Not all the elders, or senators, took this view. It really never had been decided how far a general who took command in a war had a right to dictate in the outcome of it. Generally speaking, in a war, the men who fought took whatever they could lay their hands on. They plundered a city when they took it, and each man had what he could carry away. In this case the city of the Veientines had not been plundered, because the rulers surrendered and asked for peace before Romulus had a chance to take it. The land which had been given up was a kind of plunder, and the general had a right to divide it. This was the view of Caius Cossus and Marcus Colonus and his brother, and some of the others in the senate. But Naso—who never had enough land—and some of his friends, who never were satisfied unless they had their own way, had a great deal to say about the high-handed methods of the veteran general, the founder of the city. They said that he treated them all as if they were under the yoke, and that this was insulting to free-born Romans. In short, the time had come when all of the men who wished for more power than they had were ready to declare that Romulus was a tyrant. It was quite true that he was the only man strong enough to stand in their way if he chose. It was also true that he was the only [pg 250]man who was disposed to consider the rights of the plebs and the outsiders who were not citizens, and had according to ancient custom no right to share in the governing of the city at all.


[pg 251]

XXII

THE GOAT’S MARSH

Public opinion in Rome was like a whirlpool. The currents that battled in it circled round and round, but got nowhere. Calvo, the last of the older men who had been fathers of the people when Romulus founded the city, began to wonder if at last the downfall of the chief was near. He could not see how one man could make peace between the factions, or how he could dominate them by his single will. But it was never the way of the veteran pontiff to talk, when talk would do no good, and he waited to learn what Romulus would do.

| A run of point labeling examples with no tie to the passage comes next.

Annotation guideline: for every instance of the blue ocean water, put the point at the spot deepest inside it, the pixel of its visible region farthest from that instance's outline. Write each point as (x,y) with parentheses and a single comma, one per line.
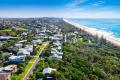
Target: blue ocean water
(108,25)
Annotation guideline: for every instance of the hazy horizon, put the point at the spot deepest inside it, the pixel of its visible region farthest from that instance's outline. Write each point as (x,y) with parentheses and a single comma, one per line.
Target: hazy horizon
(61,9)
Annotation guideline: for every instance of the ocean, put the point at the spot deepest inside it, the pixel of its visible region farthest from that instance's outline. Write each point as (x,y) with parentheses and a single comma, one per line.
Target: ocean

What Romulus did was to visit him one night at his villa, alone and in secret. He had sent his servant beforehand to ask that Calvo would arrange this, and when some hours later a tall man in the dress of a shepherd appeared at the gate, the old porter admitted him without question, and there was no one in the way. The two sat [pg 252]and talked in the solar chamber, with no witnesses but the stars.

“They do not understand,” Romulus said thoughtfully, when they had been all over the struggle between the two parties, from beginning to end. “They do not see that the thing which must be done is the thing which is right, whether it be by my will or another’s.”

“They are ready, some of them, to declare that a thing is wrong because you saw it before they did,” said Calvo dryly.

“The people are with me—I believe,” said Romulus, “the soldiers, and the common folk—but they have no voice in the government. Yet are they men, Tertius Calvo,—many of them children of Mars as we are. Am I not bound to do what is right for them, as well as for the dwellers within the palaces?”